By Rep. Paul Anderson
By now, you've probably heard or read about the major accomplishments of the recently completed legislative session. Compromise did occur, as the two sides finally came together and reached agreement on a new budget. We then came back for a marathon one-day special session to pass all the spending bills and send them on to the governor.
In addition to all the headline-making news about budgets and taxes, many other items were also included in those bills. We passed fire remediation for the city of Melrose, with close to a half million dollars available to assist the city in its rebuilding efforts after the fire on Main Street several years ago. Also included was an exemption from paying the state sales tax on materials used in that reconstruction. These items were included in the massive tax bill.
We also got legislation passed which will help the city of Albany and the Kraft-Heinz cheese plant located there. Plans for an expansion of the facility were put on hold because additional space was needed to allow that expansion to take place. It wasn't a large area, less than an acre, between the location of the current plant and the bike path that goes through town. The land is a former railroad bed and belongs to MnDOT. Folks from that department were good to work with as they crafted the legal description of the land needing to be transferred. I had the bill language included in both the transportation bill, along with what's called the Lands Bill, so we had a better chance of its final passage.
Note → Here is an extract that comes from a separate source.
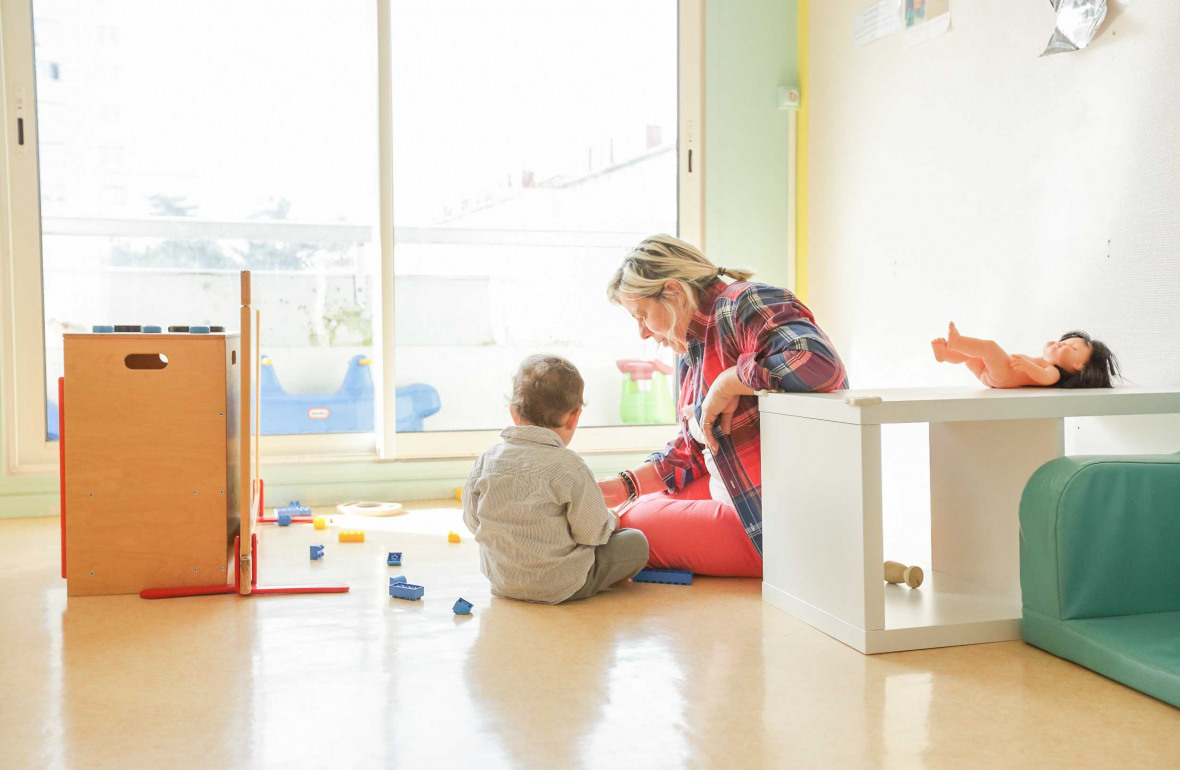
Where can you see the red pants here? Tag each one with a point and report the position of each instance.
(690, 531)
With the transfer of this narrow strip of land, the way has been cleared for the expansion to take place. It's a major addition to the plant and will allow more production, which is also good news for the dairy industry.
I also carried legislation for two area communities, whose voters last fall approved local option sales taxes. Both Glenwood and Sauk Centre passed those measures, which then had to go before the Legislature for final approval. I am personally not a big fan of such local taxes, mainly because it creates winners and losers. Cities or counties with large retail sales bases do very well with such a tax, however, in smaller jurisdictions, there's usually not enough activity to generate the revenue needed to make much of a difference.
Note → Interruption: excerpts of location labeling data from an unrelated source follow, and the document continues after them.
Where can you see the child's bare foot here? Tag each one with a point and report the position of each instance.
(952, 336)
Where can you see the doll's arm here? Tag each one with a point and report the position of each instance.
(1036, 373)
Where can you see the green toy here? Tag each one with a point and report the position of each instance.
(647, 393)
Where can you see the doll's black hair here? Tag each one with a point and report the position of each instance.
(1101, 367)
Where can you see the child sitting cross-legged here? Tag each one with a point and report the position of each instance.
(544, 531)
There were close to 20 applications for this type of local taxing authority that were heard before the Property Tax Division during this past session. If these numbers continue, I look for changes in how these requests are approved in the future. They may need to be approved by the Legislature first before the question is put on the local ballot for voters to approve.
In future columns, I will have more to say about smaller, more local provisions that were passed this year. Many of these don't make headlines, but are important none the less.
The challenges with farming have continued this spring. Difficult planting conditions caused by too much rain have dragged planting far past its optimum dates. I finished up on soybeans last week, having to go around wet spots in fields that simply didn't dry out. Even the fields that got planted earlier had issues. In some cases, the ground got so hard that the small seedlings had a difficult time in poking through the crusted earth. I was ready to work up one field again because of the hard ground, but amazingly, enough plants eventually poked through to make the stand count acceptable, especially at this late date.